I have a Story model with a M2M relationship to some Resource objects. Some of the Resource objects are missing a name so I want to copy the title of the Story to the assigned Resource objects.
Here is my code:
from collector import models
from django.core.paginator import Paginator
paginator = Paginator(models.Story.objects.all(), 1000)
def fix_issues():
for page in range(1, paginator.num_pages + 1):
for story in paginator.page(page).object_list:
name_story = story.title
for r in story.resources.select_subclasses():
if r.name != name_story:
r.name = name_story
r.save()
if len(r.name) == 0:
print("Something went wrong: " + name_story)
print("done processing page %s out of %s" % (page, paginator.num_pages))
fix_issues()
I need to use a paginator because I'm dealing with a million objects. The weird part is that after calling fix_issues() about half of my resources that had no name, now have the correct name, while the other half still has no name. I can call fix_issues() again and again and every time more objects receive a name. This seems really weird to me, why would an object not be updated the first time but only the second time?
Additional information:
My Model:
class Resource(models.Model):
name = models.CharField(max_length=200)
# Important for retrieving the correct subtype.
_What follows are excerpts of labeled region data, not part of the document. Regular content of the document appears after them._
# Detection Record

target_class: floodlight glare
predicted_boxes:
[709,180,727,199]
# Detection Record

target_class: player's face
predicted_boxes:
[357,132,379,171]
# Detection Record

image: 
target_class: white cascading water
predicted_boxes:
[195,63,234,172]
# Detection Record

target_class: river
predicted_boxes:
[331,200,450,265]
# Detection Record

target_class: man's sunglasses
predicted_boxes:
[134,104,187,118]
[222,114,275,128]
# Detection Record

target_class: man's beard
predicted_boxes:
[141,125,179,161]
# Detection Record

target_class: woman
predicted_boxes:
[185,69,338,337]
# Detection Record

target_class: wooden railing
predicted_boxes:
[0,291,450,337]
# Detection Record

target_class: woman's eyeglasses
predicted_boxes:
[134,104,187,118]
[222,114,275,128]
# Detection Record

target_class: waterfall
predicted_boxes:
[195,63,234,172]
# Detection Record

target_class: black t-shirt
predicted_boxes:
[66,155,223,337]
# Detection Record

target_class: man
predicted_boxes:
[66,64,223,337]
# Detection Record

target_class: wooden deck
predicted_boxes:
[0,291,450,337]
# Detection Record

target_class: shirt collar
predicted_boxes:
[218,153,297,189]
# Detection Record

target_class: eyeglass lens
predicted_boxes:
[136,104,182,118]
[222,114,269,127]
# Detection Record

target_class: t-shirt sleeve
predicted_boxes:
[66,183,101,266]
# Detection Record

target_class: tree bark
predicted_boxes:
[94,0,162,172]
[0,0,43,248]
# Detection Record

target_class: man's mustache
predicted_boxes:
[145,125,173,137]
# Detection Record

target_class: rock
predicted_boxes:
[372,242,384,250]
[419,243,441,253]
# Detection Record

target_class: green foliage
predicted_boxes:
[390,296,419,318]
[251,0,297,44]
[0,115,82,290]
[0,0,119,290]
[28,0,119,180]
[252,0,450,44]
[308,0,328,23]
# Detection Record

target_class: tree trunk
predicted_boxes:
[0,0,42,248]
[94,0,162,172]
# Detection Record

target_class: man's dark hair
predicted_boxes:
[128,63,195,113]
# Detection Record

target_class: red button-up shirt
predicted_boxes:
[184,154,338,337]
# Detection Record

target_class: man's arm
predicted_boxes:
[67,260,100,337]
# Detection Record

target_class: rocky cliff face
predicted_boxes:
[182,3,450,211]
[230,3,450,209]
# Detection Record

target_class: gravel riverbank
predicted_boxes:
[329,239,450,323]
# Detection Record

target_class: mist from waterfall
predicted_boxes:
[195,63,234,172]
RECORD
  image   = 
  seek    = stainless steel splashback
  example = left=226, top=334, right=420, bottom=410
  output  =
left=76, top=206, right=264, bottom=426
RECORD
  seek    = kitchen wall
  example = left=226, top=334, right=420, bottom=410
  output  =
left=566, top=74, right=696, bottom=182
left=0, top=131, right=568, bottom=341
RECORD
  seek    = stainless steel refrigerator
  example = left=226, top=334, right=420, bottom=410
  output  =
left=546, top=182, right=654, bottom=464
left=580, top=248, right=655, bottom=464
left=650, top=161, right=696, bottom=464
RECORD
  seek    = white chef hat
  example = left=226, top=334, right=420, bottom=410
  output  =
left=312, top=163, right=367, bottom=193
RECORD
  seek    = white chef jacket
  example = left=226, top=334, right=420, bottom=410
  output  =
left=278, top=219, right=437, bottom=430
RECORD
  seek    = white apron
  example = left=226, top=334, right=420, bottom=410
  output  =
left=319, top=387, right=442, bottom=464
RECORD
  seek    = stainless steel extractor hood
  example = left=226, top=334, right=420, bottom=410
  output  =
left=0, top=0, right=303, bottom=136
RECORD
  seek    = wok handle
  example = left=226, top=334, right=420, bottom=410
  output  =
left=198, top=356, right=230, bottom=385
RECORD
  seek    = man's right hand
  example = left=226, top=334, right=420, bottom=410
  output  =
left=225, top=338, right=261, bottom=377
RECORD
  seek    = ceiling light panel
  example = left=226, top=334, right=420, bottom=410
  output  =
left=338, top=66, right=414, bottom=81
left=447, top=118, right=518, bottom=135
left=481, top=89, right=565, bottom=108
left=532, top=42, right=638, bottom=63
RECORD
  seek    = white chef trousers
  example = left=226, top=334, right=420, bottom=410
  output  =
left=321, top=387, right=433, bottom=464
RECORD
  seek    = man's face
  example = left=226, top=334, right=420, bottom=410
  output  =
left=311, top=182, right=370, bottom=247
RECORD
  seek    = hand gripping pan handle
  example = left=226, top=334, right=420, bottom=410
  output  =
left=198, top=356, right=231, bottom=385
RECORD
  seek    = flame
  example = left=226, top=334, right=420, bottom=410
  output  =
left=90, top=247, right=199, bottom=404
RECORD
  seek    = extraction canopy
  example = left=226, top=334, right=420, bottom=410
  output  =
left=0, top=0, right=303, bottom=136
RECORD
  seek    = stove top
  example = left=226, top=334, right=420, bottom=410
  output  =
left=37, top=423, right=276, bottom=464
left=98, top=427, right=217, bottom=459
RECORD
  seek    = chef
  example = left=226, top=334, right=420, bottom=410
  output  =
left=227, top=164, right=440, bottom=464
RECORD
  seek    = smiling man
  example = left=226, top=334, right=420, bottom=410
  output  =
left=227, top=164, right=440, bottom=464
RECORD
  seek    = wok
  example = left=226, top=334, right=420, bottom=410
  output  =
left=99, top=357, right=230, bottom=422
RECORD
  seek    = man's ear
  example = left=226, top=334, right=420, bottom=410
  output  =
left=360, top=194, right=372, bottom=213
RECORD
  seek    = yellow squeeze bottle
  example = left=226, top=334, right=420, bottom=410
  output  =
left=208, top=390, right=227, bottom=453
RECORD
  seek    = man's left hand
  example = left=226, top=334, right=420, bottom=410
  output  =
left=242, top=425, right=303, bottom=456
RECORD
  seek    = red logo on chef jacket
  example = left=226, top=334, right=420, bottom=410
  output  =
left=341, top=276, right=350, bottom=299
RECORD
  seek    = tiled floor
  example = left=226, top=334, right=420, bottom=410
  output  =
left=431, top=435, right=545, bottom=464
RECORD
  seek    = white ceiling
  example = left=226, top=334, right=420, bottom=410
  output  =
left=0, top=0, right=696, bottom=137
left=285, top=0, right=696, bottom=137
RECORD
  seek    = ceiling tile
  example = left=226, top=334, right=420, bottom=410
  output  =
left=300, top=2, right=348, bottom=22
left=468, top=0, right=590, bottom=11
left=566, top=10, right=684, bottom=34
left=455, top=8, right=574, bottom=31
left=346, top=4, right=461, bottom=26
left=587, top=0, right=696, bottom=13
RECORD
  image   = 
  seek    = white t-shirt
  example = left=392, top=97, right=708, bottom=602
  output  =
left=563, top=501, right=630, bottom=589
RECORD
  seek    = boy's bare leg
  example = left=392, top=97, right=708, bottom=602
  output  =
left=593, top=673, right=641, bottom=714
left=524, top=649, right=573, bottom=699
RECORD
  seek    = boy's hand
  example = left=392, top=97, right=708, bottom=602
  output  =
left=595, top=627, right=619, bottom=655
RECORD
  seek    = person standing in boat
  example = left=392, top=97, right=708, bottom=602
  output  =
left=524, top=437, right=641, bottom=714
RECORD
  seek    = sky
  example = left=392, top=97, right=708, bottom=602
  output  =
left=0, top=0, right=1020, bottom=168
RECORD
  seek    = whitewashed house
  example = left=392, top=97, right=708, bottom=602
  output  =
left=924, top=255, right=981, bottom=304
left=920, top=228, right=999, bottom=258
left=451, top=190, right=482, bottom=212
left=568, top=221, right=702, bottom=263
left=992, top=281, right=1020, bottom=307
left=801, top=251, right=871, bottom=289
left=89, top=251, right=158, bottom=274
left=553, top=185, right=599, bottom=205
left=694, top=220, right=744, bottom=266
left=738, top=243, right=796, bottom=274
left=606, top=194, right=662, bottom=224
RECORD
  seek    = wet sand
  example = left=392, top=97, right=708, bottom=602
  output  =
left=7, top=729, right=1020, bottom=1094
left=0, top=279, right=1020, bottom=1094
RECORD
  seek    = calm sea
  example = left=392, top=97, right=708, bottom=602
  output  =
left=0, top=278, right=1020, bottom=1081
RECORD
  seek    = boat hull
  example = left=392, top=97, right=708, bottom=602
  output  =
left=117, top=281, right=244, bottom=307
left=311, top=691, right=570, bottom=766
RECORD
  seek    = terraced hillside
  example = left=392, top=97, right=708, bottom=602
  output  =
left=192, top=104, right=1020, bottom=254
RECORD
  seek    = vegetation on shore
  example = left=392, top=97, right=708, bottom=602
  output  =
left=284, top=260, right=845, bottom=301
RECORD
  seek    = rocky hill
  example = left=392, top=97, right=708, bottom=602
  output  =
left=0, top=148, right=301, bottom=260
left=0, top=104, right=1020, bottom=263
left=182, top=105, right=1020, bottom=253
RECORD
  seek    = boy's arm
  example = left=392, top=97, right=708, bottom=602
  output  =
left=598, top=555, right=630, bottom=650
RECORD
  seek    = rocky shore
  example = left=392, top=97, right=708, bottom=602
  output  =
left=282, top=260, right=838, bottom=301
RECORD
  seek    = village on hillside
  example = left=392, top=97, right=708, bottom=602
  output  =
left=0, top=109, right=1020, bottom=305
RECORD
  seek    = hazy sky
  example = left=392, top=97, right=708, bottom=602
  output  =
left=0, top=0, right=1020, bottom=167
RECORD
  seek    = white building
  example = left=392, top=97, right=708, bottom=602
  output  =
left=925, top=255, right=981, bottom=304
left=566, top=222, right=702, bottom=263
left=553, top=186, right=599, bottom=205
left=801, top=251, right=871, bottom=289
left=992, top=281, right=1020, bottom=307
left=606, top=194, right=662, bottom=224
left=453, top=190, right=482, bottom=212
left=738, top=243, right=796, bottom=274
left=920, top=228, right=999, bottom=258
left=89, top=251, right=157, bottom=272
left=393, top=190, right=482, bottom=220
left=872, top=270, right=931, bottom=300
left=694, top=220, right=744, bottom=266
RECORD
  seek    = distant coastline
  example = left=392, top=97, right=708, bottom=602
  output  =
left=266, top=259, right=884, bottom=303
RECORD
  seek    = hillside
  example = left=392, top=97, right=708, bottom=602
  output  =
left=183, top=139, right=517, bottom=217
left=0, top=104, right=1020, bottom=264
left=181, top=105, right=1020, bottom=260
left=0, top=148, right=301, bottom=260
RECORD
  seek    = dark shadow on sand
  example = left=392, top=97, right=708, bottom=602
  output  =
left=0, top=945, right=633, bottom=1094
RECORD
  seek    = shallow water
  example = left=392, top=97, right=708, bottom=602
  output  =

objects = InheritanceManager()
def __str__(self):
return str(self.name)
class CustomResource(Resource):
homepage = models.CharField(max_length=3000, default="", blank=True, null=True)
class Story(models.Model):
url = models.URLField(max_length=3000)
resources = models.ManyToManyField(Resource)
popularity = models.FloatField()
def _update_popularity(self):
self.popularity = 3
def save(self, *args, **kwargs):
super(Story, self).save(*args, **kwargs)
self._update_popularity()
super(Story, self).save(*args, **kwargs)
Documentation for the select_subclasses: http://django-model-utils.readthedocs.io/en/latest/managers.html#inheritancemanager
Further investigation: I thought that maybe select_subclasses did not return all the objects. Right now every story has exactly one resource. So it was easy enough to check that select_subclasses always returns one item. This is the function I used:
def find_issues():
for page in range(1, paginator.num_pages + 1):
for story in paginator.page(page).object_list:
assert(len(story.resources.select_subclasses()) == 1)
print("done processing page %s out of %s" % (page, paginator.num_pages))
But again, this executes without any problems. So I don't thing the select_subclasses is to blame. I also checked if paginator.num_pages is right and it is. If i divide by 1000 (items per page) I get exactly the number of stories I have in my database.
I think I know what is happening:
The Paginator loads a Queryset and gives me the first n items. I process these and update some of the values. But for the next iteration the order of the items in the queryset changes (because I updated some of them and did not define an order). So I'm skipping over items that are now on the first page. I can avoid it by specifying an order (pk for example).
If you think I'm wrong, please let me know. Otherwise I will accept this as the correct answer. Thank you.